We invite you to check the AI news that we found for you in the week of 24-30.06.2024:

“Researchers upend AI status quo by eliminating matrix multiplication in LLMs” - Researchers have devised a method to enhance the efficiency of AI models by eliminating the need for matrix multiplication, a core redesign of neural network operations typically accelerated by GPUs.
“How to think about creating a dataset for LLM finetuning evaluation” - A summary of evaluations required for a task involving structured data generation.

“Bigger, Regularized, Optimistic: scaling for compute and sample-efficient continuous control” - Bigger, regularized, optimistic (BRO) is a novel state of the art model-free Reinforcement Learning agent for continuous control tasks. The key innovation behind BRO is that strong regularization allows for effective scaling of the critic networks, which, paired with optimistic exploration, leads to superior performance. BRO was benchmarked on a variety of 40 tasks from DeepMind Control Suite, Metaworld and MyoSuite achieving better performance than currect state of the art model-based agent TD-MPC2 and other strong model-free baselines.
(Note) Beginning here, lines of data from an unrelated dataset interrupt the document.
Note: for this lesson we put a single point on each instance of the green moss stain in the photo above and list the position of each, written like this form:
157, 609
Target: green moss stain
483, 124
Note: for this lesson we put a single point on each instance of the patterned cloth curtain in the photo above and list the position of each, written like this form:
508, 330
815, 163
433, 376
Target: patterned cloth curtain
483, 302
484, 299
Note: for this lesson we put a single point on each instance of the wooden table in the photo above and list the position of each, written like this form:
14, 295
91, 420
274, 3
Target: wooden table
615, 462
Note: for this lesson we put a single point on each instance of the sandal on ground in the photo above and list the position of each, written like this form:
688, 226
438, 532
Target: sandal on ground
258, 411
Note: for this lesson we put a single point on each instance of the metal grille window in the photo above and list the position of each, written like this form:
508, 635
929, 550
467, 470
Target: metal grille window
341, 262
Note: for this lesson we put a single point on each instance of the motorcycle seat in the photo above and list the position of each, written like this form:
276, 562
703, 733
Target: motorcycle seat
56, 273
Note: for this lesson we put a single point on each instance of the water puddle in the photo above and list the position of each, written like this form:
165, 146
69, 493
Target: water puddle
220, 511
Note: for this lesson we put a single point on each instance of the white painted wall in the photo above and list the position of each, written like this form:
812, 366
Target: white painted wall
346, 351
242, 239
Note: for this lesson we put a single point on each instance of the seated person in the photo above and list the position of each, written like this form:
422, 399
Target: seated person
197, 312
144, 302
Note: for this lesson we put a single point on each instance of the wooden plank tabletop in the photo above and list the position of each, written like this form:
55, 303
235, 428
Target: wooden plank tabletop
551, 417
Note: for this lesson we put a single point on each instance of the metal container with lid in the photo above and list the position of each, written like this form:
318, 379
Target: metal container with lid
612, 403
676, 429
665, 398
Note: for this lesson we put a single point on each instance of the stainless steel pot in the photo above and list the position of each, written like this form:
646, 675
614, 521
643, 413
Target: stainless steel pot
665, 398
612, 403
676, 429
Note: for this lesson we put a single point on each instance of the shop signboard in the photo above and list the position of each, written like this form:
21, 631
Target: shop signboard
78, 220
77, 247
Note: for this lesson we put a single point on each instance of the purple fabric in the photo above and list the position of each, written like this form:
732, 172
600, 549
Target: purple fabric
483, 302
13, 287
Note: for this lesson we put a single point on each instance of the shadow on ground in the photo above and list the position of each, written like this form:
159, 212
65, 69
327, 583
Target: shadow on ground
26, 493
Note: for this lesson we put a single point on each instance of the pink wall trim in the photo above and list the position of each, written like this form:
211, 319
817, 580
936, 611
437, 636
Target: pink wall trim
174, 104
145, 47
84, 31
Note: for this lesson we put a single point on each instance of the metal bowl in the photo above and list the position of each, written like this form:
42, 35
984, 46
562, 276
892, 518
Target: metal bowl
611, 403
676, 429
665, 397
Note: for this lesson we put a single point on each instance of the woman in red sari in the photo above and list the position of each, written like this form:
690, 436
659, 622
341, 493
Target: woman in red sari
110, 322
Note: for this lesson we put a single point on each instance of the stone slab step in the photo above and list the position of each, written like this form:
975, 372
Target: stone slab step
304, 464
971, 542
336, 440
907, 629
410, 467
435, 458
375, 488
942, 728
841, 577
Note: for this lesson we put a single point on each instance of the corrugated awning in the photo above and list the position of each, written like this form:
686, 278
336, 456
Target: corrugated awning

“EvalAlign: Evaluating Text-to-Image Models through Precision Alignment of Multimodal Large Models with Supervised Fine-Tuning to Human Annotations” - The paper introduces EvalAlign, a precise and stable evaluation metric for text-to-image generative models, addressing the lack of fine-grained metrics in the field. EvalAlign uses supervised fine-tuning of Multimodal Large Language Models and detailed evaluation protocols to closely align with human judgments, demonstrating superior metric stability and alignment with human preferences compared to existing metrics.
“FreeTraj: Tuning-Free Trajectory Control in Video Diffusion Models“ - The paper introduces FreeTraj, a tuning-free framework for trajectory-controllable video generation using diffusion models, eliminating the need for additional training. By guiding noise construction and attention computation, FreeTraj allows users to manually input or use automatically generated trajectories, demonstrating enhanced control over video trajectories through extensive experiments.
“GeoMFormer: A General Architecture for Geometric Molecular Representation Learning“ - The paper introduces GeoMFormer, a novel Transformer-based molecular model designed to learn invariant and equivariant features for accurate molecular property prediction and behavior simulation. By developing two separate streams for these representations and using cross-attention modules for information fusion, GeoMFormer demonstrates strong performance across various tasks and scales, showcasing its flexibility and effectiveness in molecular modeling.
“Retrieval Augmented Instruction Tuning for Open NER with Large Language Models“ - The paper explores Retrieval Augmented Instruction Tuning (RA-IT) for improving open named entity recognition (NER) by using semantically similar examples as context in large language models (LLMs). RA-IT's effectiveness is demonstrated through experiments in both English and Chinese scenarios, showing significant improvements in information extraction tasks and exploring various retrieval strategies within the framework.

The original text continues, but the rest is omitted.